13. En statuant ainsi, alors que, dans ses conclusions, la société Novartis pharma soutenait que le salarié ne rapportait pas la preuve que le contrat de travail avec la société Novartis vaccines and diagnostics avait été rompu avant son licenciement ce dont elle en déduisait une situation de co-emploi, la cour d'appel, qui en a dénaturé les termes clairs et précis, a violé le principe susvisé.
Portée et conséquences de la cassation
14. Il convient de condamner la société Novartis pharma et la société Laboratoire Glaxosmithkline, venant aux droits de la société Novartis vaccines and diagnostics, qui succombent pour l'essentiel, aux dépens.

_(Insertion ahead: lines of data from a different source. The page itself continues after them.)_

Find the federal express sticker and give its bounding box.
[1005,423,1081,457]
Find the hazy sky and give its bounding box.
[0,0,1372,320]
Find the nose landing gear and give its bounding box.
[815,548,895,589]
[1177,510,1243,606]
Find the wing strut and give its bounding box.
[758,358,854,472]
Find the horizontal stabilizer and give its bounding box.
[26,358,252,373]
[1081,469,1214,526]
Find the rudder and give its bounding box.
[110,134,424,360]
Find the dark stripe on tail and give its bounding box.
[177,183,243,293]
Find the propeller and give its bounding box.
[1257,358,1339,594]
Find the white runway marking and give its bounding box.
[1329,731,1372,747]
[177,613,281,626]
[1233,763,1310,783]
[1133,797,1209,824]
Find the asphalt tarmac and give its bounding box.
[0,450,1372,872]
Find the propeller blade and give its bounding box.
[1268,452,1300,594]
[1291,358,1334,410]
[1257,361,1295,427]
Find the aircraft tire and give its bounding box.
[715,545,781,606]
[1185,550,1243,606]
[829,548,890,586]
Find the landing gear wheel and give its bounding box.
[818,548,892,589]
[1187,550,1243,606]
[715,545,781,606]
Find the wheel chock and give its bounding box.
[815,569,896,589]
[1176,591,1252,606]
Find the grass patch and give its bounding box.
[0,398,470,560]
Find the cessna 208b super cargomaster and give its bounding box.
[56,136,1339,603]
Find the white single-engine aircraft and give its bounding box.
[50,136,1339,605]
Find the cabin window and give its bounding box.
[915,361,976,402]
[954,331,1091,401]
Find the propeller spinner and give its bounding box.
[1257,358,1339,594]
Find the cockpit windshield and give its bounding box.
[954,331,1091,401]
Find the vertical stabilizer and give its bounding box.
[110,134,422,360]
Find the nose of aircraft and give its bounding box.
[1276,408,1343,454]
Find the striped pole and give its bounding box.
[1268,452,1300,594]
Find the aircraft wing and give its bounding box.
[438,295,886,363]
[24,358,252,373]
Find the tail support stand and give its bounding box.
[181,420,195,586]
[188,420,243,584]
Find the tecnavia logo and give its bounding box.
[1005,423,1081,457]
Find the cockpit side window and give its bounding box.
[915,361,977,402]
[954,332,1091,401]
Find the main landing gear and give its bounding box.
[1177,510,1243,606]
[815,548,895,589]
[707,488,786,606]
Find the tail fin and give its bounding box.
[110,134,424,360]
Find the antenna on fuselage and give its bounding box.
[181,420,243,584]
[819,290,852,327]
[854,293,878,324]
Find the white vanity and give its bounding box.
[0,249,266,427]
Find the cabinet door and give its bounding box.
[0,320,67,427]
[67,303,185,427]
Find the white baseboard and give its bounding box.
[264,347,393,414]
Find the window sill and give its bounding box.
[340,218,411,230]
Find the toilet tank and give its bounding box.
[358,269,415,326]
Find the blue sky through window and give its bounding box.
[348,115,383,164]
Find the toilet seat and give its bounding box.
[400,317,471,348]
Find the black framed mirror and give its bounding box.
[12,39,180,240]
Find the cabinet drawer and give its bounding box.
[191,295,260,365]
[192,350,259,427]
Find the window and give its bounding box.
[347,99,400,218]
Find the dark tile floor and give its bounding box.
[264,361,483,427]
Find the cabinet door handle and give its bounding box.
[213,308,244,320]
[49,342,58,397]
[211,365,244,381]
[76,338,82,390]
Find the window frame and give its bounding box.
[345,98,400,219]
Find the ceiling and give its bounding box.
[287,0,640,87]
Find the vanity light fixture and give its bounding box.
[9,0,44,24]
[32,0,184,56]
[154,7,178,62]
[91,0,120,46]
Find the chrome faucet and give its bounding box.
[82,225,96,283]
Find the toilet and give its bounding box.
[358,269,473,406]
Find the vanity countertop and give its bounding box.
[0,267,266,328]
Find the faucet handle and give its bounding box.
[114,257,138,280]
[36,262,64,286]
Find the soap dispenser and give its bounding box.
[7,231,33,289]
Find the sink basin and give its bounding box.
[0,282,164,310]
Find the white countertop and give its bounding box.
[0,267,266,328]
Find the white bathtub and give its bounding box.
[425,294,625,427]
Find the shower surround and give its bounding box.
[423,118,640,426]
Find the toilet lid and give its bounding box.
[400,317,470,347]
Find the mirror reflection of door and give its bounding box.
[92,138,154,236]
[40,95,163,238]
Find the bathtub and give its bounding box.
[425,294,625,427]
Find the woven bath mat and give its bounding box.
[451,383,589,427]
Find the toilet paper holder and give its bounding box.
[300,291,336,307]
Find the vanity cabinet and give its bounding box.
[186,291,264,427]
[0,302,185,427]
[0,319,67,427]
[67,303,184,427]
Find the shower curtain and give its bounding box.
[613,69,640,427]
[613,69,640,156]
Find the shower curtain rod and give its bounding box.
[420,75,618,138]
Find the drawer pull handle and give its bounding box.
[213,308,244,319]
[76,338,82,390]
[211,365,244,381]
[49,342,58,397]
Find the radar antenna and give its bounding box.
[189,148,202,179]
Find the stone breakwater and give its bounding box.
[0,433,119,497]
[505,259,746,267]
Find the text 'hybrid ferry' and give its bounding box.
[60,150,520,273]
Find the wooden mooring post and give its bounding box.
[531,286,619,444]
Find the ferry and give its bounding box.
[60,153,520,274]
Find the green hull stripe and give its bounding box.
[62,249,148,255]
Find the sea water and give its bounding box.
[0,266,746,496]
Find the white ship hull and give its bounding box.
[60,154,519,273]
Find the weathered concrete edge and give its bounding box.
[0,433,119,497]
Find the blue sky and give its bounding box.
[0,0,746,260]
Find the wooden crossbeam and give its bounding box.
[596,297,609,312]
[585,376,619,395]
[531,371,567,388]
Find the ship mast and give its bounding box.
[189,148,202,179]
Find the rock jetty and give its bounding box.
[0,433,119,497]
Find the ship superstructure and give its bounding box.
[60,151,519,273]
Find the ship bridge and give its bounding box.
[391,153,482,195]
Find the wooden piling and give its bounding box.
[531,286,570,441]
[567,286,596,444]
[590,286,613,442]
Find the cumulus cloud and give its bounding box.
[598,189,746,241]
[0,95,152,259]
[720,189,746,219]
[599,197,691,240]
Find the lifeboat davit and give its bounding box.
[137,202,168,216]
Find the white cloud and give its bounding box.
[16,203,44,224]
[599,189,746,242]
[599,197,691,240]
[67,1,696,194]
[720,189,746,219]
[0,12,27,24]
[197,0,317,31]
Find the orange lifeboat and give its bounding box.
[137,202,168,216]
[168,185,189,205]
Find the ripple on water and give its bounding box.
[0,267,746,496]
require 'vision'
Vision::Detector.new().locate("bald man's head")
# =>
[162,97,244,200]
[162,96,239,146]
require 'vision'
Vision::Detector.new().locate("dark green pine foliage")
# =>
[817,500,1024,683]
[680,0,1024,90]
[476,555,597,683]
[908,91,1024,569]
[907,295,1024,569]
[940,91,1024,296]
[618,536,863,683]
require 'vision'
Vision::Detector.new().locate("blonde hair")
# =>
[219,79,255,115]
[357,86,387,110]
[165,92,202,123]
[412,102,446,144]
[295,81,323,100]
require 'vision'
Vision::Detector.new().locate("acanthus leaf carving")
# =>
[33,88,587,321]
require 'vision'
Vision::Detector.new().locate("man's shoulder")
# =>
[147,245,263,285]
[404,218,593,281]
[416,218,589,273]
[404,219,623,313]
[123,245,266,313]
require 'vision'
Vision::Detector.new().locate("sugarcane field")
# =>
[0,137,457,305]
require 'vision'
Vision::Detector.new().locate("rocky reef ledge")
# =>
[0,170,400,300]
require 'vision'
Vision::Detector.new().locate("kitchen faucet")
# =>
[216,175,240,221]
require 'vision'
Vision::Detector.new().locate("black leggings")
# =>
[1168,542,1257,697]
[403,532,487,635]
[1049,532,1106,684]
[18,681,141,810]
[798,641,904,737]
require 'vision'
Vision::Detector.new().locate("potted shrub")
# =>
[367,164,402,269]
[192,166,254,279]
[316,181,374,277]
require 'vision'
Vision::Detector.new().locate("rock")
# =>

PAR CES MOTIFS, et sans qu'il y ait lieu de statuer sur l'autre grief, la Cour :
CASSE ET ANNULE, mais seulement en ce qu'il déboute la société Novartis pharma de sa demande tendant à être déclarée co-employeur avec la société Novartis vaccines and diagnostics et de sa demande subséquente de condamnation in solidum avec cette dernière, l'arrêt rendu le 19 janvier 2022, entre les parties, par la cour d'appel de Versailles ;
Remet, sur ces points, l'affaire et les parties dans l'état où elles se trouvaient avant cet arrêt et les renvoie devant la cour d'appel de Versailles autrement composée ;
Condamne la société Novartis pharma et la société Laboratoire Glaxosmithkline, venant aux droits de la société Novartis vaccines and diagnostics, aux dépens ;
En application de l'article 700 du code de procédure civile, rejette les demandes formées par la société Laboratoire Glaxosmithkline, venant aux droits de la société Novartis vaccines and diagnostics, et la société Novartis pharma et condamne cette dernière à payer à M. [M] la somme de 3 000 euros ;
Dit que sur les diligences du procureur général près la Cour de cassation, le présent arrêt sera transmis pour être transcrit en marge ou à la suite de l'arrêt partiellement cassé ;
Ainsi fait et jugé par la Cour de cassation, chambre sociale, et prononcé par le président en son audience publique du dix-huit décembre deux mille vingt-quatre.